In 16th century Japan, the textiles for the jinbaori, war surcoats worn by samurai over their armor, would occasionally be imported from China or Europe. But in one odd case, a Persian carpet adorned with traditional motifs made its way to Japan, was rendered useless in its original floor-decorating function and turned into a jinbaori for a high rank samurai – a materialized misunderstanding, telling a history of multiple displacements. With REIGN COATS, a limited edition of newly tailored carpet jinbaoris, Razmi interweaves the historical eclecticism of the carpet-cum-vest with current economic questions of production and outsourcing.

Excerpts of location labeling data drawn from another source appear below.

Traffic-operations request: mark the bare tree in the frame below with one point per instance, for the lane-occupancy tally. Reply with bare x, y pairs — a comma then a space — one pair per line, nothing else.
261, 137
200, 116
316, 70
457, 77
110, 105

The British cult TV series EastEnders becomes New EastEnders, a soap opera set in the vaguely defined context of the Middle and Far East. A cliffhanger, as the name implies, leaves us in suspense, dangling in mid-narrative. Equally predictable but effective operates a trailer, which teases, hints, entices. In her conception of the fictive soap opera, Razmi lets these tried and trusted medial strategies get trapped in the reverberation of their own structures – because the series doesn’t exist except in the generic, cliché-ridden “Spoilers“ and “Trailers“ that advertise or, respectively, preempt it.  

In a sudden plot twist Blue will be Yellow, Green will be Pink. The letters L and D might move to switch places. And a slight tilt of the head might be enough to see things entirely different. So, here we are again. Leader or dealer? It depends on who you ask. It depends on where you are and where you go – after the pun.